“It’s like old times” I told her

“Me sleeping over, listening to you snore! ”

Though it really wasn’t 

Because in the morning there would be no porridge to warm the cockles of my heart 

No listening to the wireless while going about our morning 

No making sure that I was warm and wearing a singlet

No, this time it would be different 

I’d be listening intently to your ‘snoring’

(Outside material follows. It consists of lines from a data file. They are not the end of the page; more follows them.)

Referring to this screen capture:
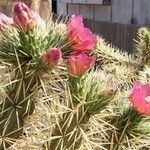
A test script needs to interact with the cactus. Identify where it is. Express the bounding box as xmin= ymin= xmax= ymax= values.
xmin=0 ymin=66 xmax=40 ymax=149
xmin=0 ymin=2 xmax=66 ymax=150
xmin=44 ymin=72 xmax=116 ymax=150
xmin=0 ymin=2 xmax=150 ymax=150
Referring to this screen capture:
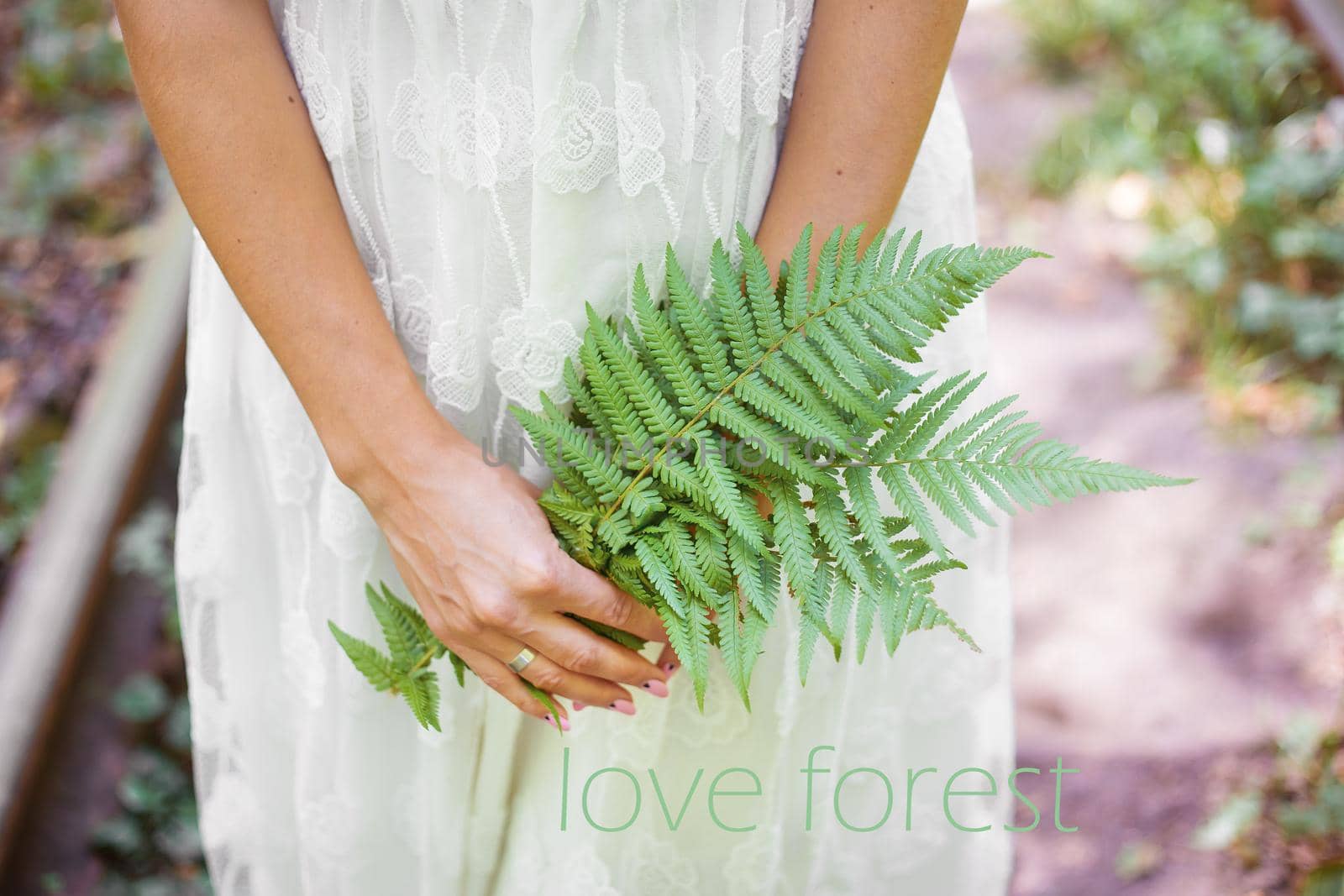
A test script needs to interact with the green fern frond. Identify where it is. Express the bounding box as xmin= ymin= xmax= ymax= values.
xmin=332 ymin=226 xmax=1188 ymax=726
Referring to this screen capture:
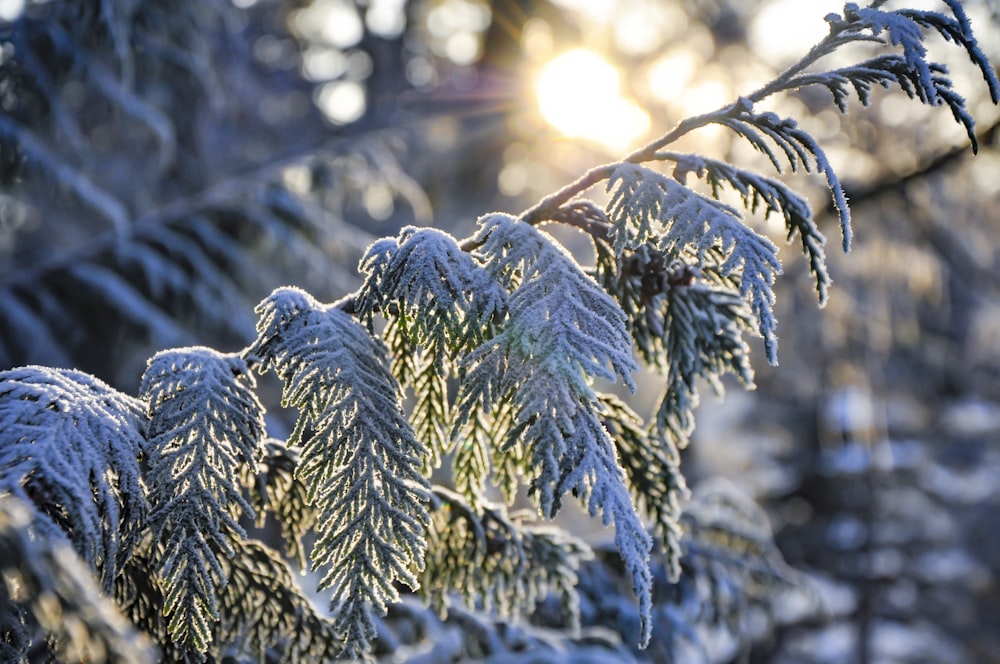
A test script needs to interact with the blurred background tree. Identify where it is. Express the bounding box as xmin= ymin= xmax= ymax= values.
xmin=0 ymin=0 xmax=1000 ymax=662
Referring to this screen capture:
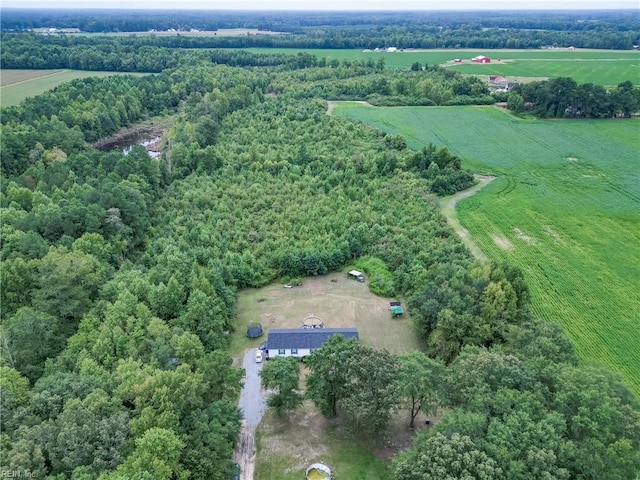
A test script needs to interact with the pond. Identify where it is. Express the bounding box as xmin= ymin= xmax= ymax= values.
xmin=93 ymin=127 xmax=163 ymax=159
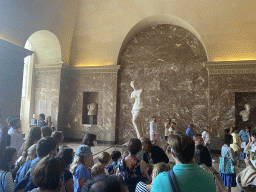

Your breathing, analysing its changing 

Finding soft, suitable music 

And giving you loving permission to go

I’d be pouring love your way 

Guided only by intuition, love and primal knowing 

Just like I did with my newborns

Letting my love instinct guide me

I fussed over you being warm enough

The lights being dim enough

Your hand being held enough 

I became a reiki practitioner 

Sending love energy with my hands all over your body 

Hoping, somehow, you were receiving its energy 

But never truly knowing 

I reassured you it was ok to leave

While at the same time believing you were immortal 

The strongest, most resilient

I know you were ready 

You had been for a while. 

But still, 

When the snoring finished

When the breathing stopped

That inevitable moment 

Sent shockwaves through my broken heart

That night I slept in your bed holding onto your t-shirt

Never wanting to let you go

Until I heard you in my head 

Telling me it’s ok

Guiding me to be there for my Mum

And me desperately wanting proof

That the voice was truly , truly you.